Filmmaker links eras with latest project

by Sara Kitchen
Vanguard Editor-in-Chief

Where does a connection lie between the Holocaust and the Civil War? Last week, the answer was in the Ott Auditorium.

On Monday, SVSU welcomed New York City filmmaker Jake Boritt as he screened his newest documentary, Budapest to Gettysburg. The film follows Boritt’s father, Hungarian refugee Gabor Boritt, as he reconnects with his past – a time the elder Boritt preferred remain buried in the archives of history.

A world-renowned historian of Abraham Lincoln and the Civil War, Gabor Boritt is an expert on some of the bloodiest times in American history. Yet he claimed no expertise in the area of his war-torn childhood, a time characterized by Nazi and Communist tyranny in the 1940s and ‘50s.

Gabor Boritt is not one to admit he had a hard life growing up. He is a forward-looking man, his son said. But this didn’t stop Jake Boritt from convincing his father to revisit Hungary and let the camera tell his story.

By creating the documentary, “I didn’t convince my father his childhood was terrible,” Jake Boritt said, “although he thought I wanted to.”

Born in Budapest in 1940, Gabor Boritt survived the Holocaust and joined the Hungarian Revolution at 16 to oppose the Soviet Union’s oppression. He fled Hungary with his sister in 1956, reaching American soil in April 1957.
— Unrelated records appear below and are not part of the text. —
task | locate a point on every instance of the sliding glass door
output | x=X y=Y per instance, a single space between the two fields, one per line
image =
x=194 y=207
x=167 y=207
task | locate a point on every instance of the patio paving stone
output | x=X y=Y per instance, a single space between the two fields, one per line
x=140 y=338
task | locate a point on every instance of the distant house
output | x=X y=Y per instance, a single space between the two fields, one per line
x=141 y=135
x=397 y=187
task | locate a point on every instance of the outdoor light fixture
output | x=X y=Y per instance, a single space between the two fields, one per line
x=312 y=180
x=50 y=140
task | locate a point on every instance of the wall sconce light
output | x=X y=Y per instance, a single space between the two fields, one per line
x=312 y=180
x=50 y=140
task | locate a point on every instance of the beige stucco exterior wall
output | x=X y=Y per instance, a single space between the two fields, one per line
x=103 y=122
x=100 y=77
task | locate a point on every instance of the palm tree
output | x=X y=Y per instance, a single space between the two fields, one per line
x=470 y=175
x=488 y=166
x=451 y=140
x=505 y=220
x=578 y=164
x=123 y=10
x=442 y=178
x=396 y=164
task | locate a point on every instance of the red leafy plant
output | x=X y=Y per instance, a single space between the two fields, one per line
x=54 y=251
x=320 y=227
An encounter with a booklet of Lincoln’s writings during the immigrant’s quest to learn English sparked what would grow into a passion for teaching American Civil War history. He moved to Gettysburg in 1981, raised a family and taught with a doctorate in history at Gettysburg College for more than 25 years.
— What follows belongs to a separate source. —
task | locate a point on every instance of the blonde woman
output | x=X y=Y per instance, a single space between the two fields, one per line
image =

In the film, Gabor Boritt speaks of a comfortable life he created in America and a past he did not want to be dragged back into.

“It was a lot of convincing,” his son said. “He’s a very busy man … but like he said in the letter he wrote me, you do things for a son that you don’t do for anyone else.”

As director, producer, editor and cinematographer, Jake Boritt walked the streets of Budapest with his father and aunt, exploring sites that stirred some vivid memories for the siblings.

Throughout the World War II German occupation, hundreds of thousands of Hungarian Jews were deported and murdered in concentration camps.

With the aid of a Hungarian historian, Gabor Boritt begins to realize the magnitude of the genocide, something he admits he didn’t fully comprehend before.

He visits the train station where his grandfather’s family was deported to Auschwitz and the area where his father was known to rescue Jews from similar fates. A parallel unfolds as Gabor Boritt, too, seeks information about his own father’s hazy past.

Watching his father react to uncovering dark memories wasn’t always easy on Jake Boritt’s side of the camera.

“There were times when I was filming and I was just like, ‘I’m the cause of this,’” he said. “You’re playing two roles: the son and the filmmaker. You try to balance the two, but it’s hard.”

From Holocaust memorials to the site where Hungarian revolutionists tore down an 80-foot bronze Stalin monument in 1956, Jake Boritt sends his father back in time, juxtaposing the violent images of Gabor Boritt’s past with those of the American history he knows so well.

Despite early misgivings, Jake Boritt said his father gave the film the ultimate seal of approval: masterpiece.

A recent medical procedure prevented Gabor Boritt from coming to Saginaw as a Dow Visiting Scholar. Civil War historian Matthew Pinkser visited along with Jake Boritt and delivered the lecture “Abraham Lincoln: Private Man, Public Leader” the following night.

Jake Boritt’s other films include Adams County USA, Cooking to Live (filmed at a U.N. refugee camp on the Somali border) and Harlem 11-4: Obama Wins. He is presently completing 759: Boy Scouts of Harlem. More information is available online by Clicking Here and on Facebook.

A storyteller by nature, the filmmaker conveyed his strategy for success during a partial screening for communication professor Robert Drew’s independent film class.

“You have to want to tell the story,” Jake Boritt said. “You have to be passionate about it.”